Frontiers in Nutrition (Dec 2018)
Atmospheric Cold Plasma Inactivation of Salmonella and Escherichia coli on the Surface of Golden Delicious Apples
Abstract
The contamination of fruits with human pathogens is a reoccurring concern in the fresh produce industry. Atmospheric cold plasma (ACP) is a potential alternate to customary approaches for non-thermal decontamination of foods. In this study, the efficacy of a dielectric barrier discharge ACP system against Salmonella (Salmonella Typhimurium, ATCC 13311; Salmonella Choleraesuis, ATCC 10708) and Escherichia coli (ATCC 25922, ATCC 11775) was explored. For each bacteria, a two-strain mixture at 8 log10 CFU/ml was spot inoculated on the surface of Golden Delicious apples, air dried, and exposed to ACP at a fixed distance of 35 mm, input power of 200 W for 30, 60, 120, 180, and 240 s. Bacterial inactivation was achieved in all treatment times with highest reduction of 5.3 log10 CFU/cm2 for Salmonella and 5.5 log10 CFU/cm2 for E. coli. Our results showed that reductions were interrelated to exposure time and ranged from 1.3 to 5.3 and 0.6 to 5.5 log10 CFU/cm2 for Salmonella and E. coli, respectively.
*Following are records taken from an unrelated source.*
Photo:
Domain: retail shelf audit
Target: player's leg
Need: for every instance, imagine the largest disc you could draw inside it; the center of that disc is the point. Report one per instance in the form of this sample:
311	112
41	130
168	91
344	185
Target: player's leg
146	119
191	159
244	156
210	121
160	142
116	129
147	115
Salmonella and E. coli significantly decreased (>5.0 log) at 180 and 240 s as compared to 30, 60, and 120 s exposure. Microbial inactivation data was modeled by using Weibull distribution. These findings demonstrate the potential of ACP as a postharvest technology to effectively reduce pathogens on apples, with reference to Salmonella and E. coli.